Le sentiment religieux chez Mallarmé

Parallèlement à cette revalorisation de la nature les frontières au sein du christianisme entre catholicisme et protestantisme vont être graduellement relativisées. Sous l’impulsion d’une religiosité libérée des dogmes et de l’autorité ecclésiale, d’une religion venue du protestantisme libéral à la Schleiermacher, le XIXe siècle est le théâtre d’une transformation en profondeur du catholicisme et de la religion en général. Les historiens des mentalités et des religions ont parlé à ce titre d’un vaste mouvement de sécularisation1. Schleiermacher et Schelling dans leurs œuvres respectives ne font plus guère de cas de l’opposition entre le catholicisme et le protestantisme2. Au XIXe siècle, le protestantisme libéral gagne du terrain en Europe parce qu’il propose une relation libre et individuelle de l’homme à Dieu, sans attaches dogmatiques et institutionnelles. Le christianisme devient davantage mystique et individualiste, une chose toute personnelle qui devait être de moins en moins confessée.

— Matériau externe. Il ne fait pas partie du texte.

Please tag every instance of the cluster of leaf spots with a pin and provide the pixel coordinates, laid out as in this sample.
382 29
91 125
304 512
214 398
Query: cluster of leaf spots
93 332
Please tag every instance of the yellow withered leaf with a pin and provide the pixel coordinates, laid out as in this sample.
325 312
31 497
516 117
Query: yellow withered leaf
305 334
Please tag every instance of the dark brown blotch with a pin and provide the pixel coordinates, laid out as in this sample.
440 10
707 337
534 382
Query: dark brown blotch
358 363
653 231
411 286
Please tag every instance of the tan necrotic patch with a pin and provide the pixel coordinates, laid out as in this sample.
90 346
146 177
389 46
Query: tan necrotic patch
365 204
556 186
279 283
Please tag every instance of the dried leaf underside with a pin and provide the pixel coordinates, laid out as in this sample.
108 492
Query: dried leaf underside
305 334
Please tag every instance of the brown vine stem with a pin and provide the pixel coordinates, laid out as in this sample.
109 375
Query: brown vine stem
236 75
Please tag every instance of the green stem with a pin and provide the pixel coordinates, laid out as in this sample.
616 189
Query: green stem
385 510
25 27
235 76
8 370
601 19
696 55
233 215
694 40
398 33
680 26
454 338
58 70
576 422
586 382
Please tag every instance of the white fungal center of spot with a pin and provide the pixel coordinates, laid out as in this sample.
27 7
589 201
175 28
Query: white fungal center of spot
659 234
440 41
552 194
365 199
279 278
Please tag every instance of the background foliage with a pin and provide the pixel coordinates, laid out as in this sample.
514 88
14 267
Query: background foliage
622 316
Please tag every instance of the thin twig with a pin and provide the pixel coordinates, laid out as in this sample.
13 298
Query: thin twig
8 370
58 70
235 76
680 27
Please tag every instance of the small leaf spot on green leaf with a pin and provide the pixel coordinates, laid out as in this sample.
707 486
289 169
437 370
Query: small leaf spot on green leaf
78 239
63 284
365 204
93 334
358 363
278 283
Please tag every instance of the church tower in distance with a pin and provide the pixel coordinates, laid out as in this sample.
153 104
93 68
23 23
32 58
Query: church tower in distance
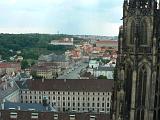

Ajoutons que c’est surtout chez les écrivains que cette nouvelle forme de religiosité gagne en popularité. Il suffit pour s’en convaincre de relire Benjamin Constant. Dans le traité De la religion Constant affirme qu’il existe une révélation universelle ayant son origine dans le sujet, ce qui a pour conséquence que l’être humain n’a plus ← 131 | 132 → qu’à se scruter et à découvrir la nature dans laquelle...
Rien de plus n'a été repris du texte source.